Dünyanın ve ülkemizin son 3 yılda yaşadıkları sinema dalını de derinden etkiledi. Evvel salgın süreci, sonrasında yaşanan ekonomik dalgalanmalar üretimden bilet fiyatına kadar geniş bir çerçevede tabloyu değiştirdi. Salonların uzun mühlet kapalı kalmasının sonrasında enflasyon ve seyircinin salonlara dönme sorunsalı üst üste gelince sinem abilet fiyatları el yakmaya başladı. Şu an sinemanın en kıymetli sıkıntılarından biri haline geldi.
Hızlıca bir araştırma yapınca sinema bilet fiyatlarının 100 TL bandında olduğunu görüyoruz. Salonun özelliği, bulunduğu pozisyon, teknik koşullar, bilinirlik üzere başlıklar direkt tesirli. Birebir teknik özelliklere sahip salonun Bağcılar’da olması ile Beşiktaş’ta olması ortasında fark oluyor, kestirim edersiniz. Bu yüzden 50 TL’ye de sinema bileti var 200 TL’ye de… Makas gitgide de açılıyor.

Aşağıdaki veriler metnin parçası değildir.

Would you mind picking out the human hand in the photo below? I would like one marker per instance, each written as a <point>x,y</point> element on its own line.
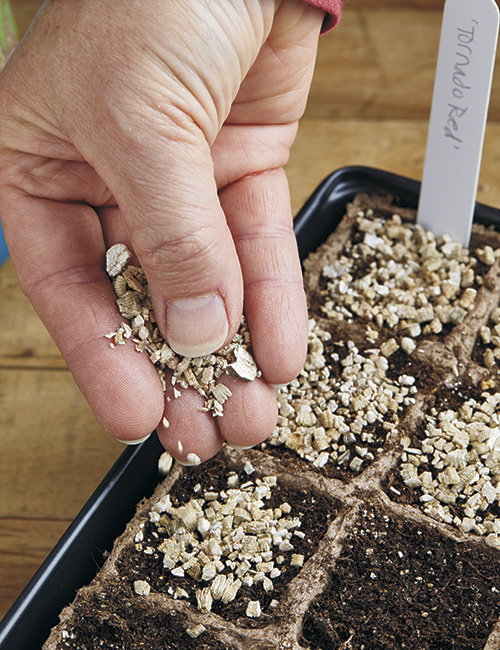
<point>164,125</point>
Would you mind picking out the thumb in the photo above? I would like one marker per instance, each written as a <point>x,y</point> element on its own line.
<point>178,231</point>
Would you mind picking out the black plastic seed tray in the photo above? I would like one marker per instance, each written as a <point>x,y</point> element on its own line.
<point>78,555</point>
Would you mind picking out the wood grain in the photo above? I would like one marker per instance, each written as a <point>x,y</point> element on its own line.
<point>369,105</point>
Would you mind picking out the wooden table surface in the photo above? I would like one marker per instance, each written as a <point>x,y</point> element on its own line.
<point>369,105</point>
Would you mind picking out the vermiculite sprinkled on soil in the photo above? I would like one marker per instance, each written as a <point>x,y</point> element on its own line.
<point>370,519</point>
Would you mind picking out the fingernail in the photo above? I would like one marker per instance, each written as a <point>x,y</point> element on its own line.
<point>191,460</point>
<point>197,326</point>
<point>134,442</point>
<point>240,447</point>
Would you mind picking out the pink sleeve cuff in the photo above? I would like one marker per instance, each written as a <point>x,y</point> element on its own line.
<point>333,9</point>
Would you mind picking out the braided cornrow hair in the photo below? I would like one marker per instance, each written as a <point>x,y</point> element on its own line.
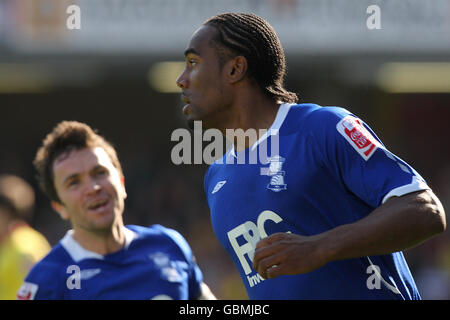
<point>255,39</point>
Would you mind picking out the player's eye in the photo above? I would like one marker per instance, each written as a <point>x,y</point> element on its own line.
<point>192,62</point>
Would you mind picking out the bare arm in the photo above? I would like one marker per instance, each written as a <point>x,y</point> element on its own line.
<point>398,224</point>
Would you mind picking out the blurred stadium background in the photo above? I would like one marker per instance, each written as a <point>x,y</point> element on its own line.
<point>117,73</point>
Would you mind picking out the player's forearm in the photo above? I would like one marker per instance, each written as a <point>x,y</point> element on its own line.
<point>400,223</point>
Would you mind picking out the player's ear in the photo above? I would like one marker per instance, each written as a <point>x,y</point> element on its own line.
<point>122,180</point>
<point>236,69</point>
<point>59,207</point>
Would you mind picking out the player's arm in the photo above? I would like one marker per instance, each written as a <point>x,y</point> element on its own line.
<point>400,223</point>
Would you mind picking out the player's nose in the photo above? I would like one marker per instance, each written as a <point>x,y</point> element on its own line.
<point>182,80</point>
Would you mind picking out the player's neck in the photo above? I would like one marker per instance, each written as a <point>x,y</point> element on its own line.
<point>101,242</point>
<point>256,112</point>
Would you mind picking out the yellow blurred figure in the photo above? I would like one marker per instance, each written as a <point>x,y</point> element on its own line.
<point>20,245</point>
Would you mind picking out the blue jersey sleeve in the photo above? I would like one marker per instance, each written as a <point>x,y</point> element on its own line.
<point>195,274</point>
<point>358,159</point>
<point>42,283</point>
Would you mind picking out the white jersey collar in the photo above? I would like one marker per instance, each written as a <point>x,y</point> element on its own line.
<point>78,253</point>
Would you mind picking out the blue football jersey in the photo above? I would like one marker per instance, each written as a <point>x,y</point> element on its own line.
<point>329,169</point>
<point>155,263</point>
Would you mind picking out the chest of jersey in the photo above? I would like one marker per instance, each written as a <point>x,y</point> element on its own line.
<point>142,275</point>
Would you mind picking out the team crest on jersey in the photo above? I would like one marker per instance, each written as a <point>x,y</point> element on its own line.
<point>358,136</point>
<point>276,174</point>
<point>27,291</point>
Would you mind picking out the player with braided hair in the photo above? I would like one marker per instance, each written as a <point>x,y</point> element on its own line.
<point>328,215</point>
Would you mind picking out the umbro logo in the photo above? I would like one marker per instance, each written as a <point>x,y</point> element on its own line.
<point>218,186</point>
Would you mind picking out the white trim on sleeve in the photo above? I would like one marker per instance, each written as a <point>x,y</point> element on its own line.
<point>415,185</point>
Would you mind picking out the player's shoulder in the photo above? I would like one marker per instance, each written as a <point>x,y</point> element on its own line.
<point>313,117</point>
<point>53,262</point>
<point>30,242</point>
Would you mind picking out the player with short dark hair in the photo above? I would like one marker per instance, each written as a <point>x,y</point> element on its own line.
<point>328,215</point>
<point>100,258</point>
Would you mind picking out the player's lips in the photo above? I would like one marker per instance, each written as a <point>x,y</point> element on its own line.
<point>187,102</point>
<point>185,98</point>
<point>98,205</point>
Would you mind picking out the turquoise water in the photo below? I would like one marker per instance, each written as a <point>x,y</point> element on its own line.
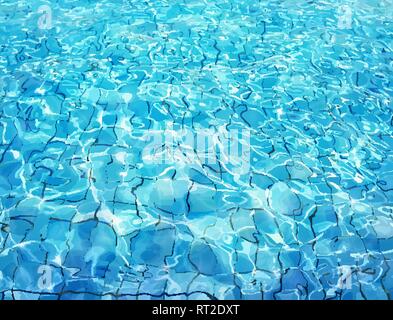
<point>105,193</point>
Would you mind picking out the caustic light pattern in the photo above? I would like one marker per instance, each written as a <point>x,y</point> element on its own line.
<point>305,213</point>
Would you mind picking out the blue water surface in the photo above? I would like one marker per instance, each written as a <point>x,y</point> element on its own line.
<point>307,214</point>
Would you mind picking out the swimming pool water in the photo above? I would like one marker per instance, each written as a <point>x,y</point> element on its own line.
<point>93,94</point>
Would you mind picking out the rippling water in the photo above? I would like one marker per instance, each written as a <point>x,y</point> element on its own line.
<point>304,208</point>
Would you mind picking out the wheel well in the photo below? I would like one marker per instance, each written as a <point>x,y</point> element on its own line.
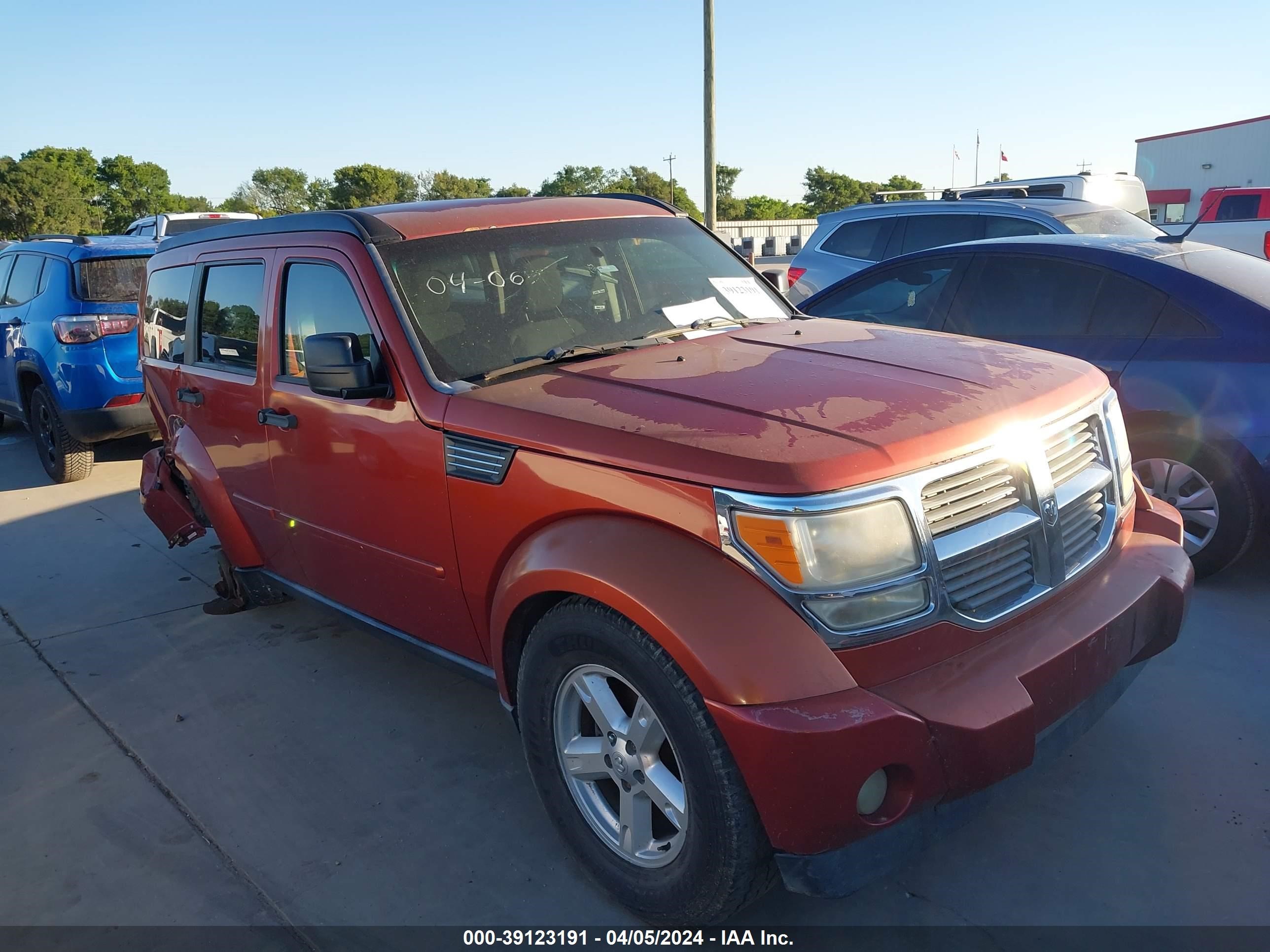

Hemen her şeyin fiyatının istikrarsız formda arttığı ülkemizde son periyotta yaşadığımız fiyat dalgalanmaları nazarından bakınca olağan üzere görünebilir. Fakat sinemanın cümbüş özelliğinin yanında kültürel faaliyet olması ve sanat olgusunun da kıymetlendirilmesi gerekiyor. Haliyle, sinema bileti sıkıntısının yalnızca ekonomik bir şey olmadığının altını çizmek lazım.
Sinemanın, sinema salonu ve izleyici olmadan öksüz olacağının altını çizmek lazım. Dijital mecralar izleme alışkanlığını dönüştürdüğü için zati salonların sıkıntıları oluştu. Üzerine bir de fiyatlardaki dengesizlik eklenince izleyici açısından durum içinden çıkılmaz bir hal aldı. Çünkü 2 kişinin sinemaya gitmesi, hafif atıştırması 400-500 TL bandına yükseldi. 4 kişilik bir ailenin sinemaya gitmesi ise şimdi alışık olmadığımız bir harcama ölçüsüne ulaşabiliyor. Haliyle sinemada değil bilgisayar başında izleme tercihi artıyor.
Sinema bölüm bileşenlerinin bu sorun için bir ortada hareket etmesi gerekiyor. Devletin de üzerine düşeni yapması ve sinema bilet fiyatlarının düşürülmesi sağlanmalı. Öğrencilere yönelik kampanyalar, aşikâr bölgelerde fiyat avantajları ve elbette salon sayılarının artması üzere önlemler alınmalı.
Sinema biletiyle ilgili dalgalanma ve artış ülkemize özel değil elbette. Sinema sanayisinin merkezi olan ABD’ye baktığımızda da artıl kendini gösteriyor. ABD ile Türkiye ekonomileri ortasındaki farkın da ortaya koyacağı halde artış oranı küçük kalsa da önemli bir ivme kendisini gösteriyor. statista.com’un datalarına nazaran 2001’de 5.66 dolar olan sinema bilet fiyatı 2010’da 7.89 dolara, 2021’de ise 9,57 dolara kadar yükseldi. 2023’te ise 10 doların üzerinde fiyat kelam konusu.
Avrupa’da sinema bilet fiyatları ise 12 avro düzeyinde. Türk Lirası karşılığı 250 üzere görünse de direkt çevirerek kıyas yapmak mantıklı değil elbette. Enflasyonun yok denecek kadar az olduğu vakitlerden yüzde 5’lerden enflasyon durumuna gelen Avrupa’da sinema bilet fiyatlarının geldiği nokta da oldukça yüksek olarak bedellendiriliyor.